OXMIQのシミュレーションが示すHBFの境界、容量14倍でラック帯域は約6割
HBFはHBMの汎用代替より低頻度データ用の容量層に近く、MoEエキスパートや疎な長文脈には合い得るが、ハードとソフトは未成熟だ。
原題:Hot Chips 2026: High Bandwidth Flash promises massive bandwidth and capacity, but its usability is extremely limited — new memory format strikes a balance between HBM and NAND flash
OXMIQ LabsはHot Chips 2026で高帯域フラッシュの適用範囲を狭く示した。72基のGPUを使う推論ラックのシミュレーションでは、全HBF構成はHBM基準の約14倍の容量を得る一方、総帯域は約60%だった。HBFがHBMを広く置き換えるという結果ではなく、帯域より容量が先に制約になる一部の推論処理に合う可能性を示す。

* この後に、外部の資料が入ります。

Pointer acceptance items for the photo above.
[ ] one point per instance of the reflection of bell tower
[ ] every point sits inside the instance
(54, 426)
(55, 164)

HBFはNANDをアクセラレーター近くに積層し、UCIeで接続する。Tom's Hardwareが報じた3等級は256GB、384GB/sから最大512GB、3.072TB/sまで。SandiskとSK hynixはOCPでホスト接続、電気、信頼性、実装、読み書き指針を含む最初の仕様を公開した。標準化は進んだが、購入可能な量産システムがある証拠ではない。
OXMIQのモデルでは、HBFは参照頻度の低いMoEエキスパート重みや疎な長文脈KVキャッシュの一部を受け持ち、HBMは注意機構の重みとホットデータを保持する。小バッチでモデルが既存メモリープールに収まらない場合に容量が効く。バッチと処理量が増えれば帯域需要も増し、HBMが再び有利になる。ServeTheHomeも同じ講演を別に報じ、HBFを安価なHBMではなく容量層と位置付けた。
ソフトウェアも障壁だ。大きな転送単位、DMA、ランタイムによる配置管理、vLLMなどのHBF対応が要る。書き込み耐久性、読み書きの非対称性、熱制約があり、透明なDRAMとしては扱えない。結果は講演者のモデルとシミュレーションで、量産シリコンの第三者測定ではなく、供給時期も公表されていない。
アクセラレーター接続、フレームワークのスケジューリング、適合する処理が同時に成熟して初めて、HBFはNANDの近接計算容量層になり得る。短期にHBM需要を置き換える根拠はない。試作品、持続読み書き帯域、電力と耐久試験、アクセラレーター採用、フレームワーク対応、同一モデルの独立した費用・処理量比較を確認したい。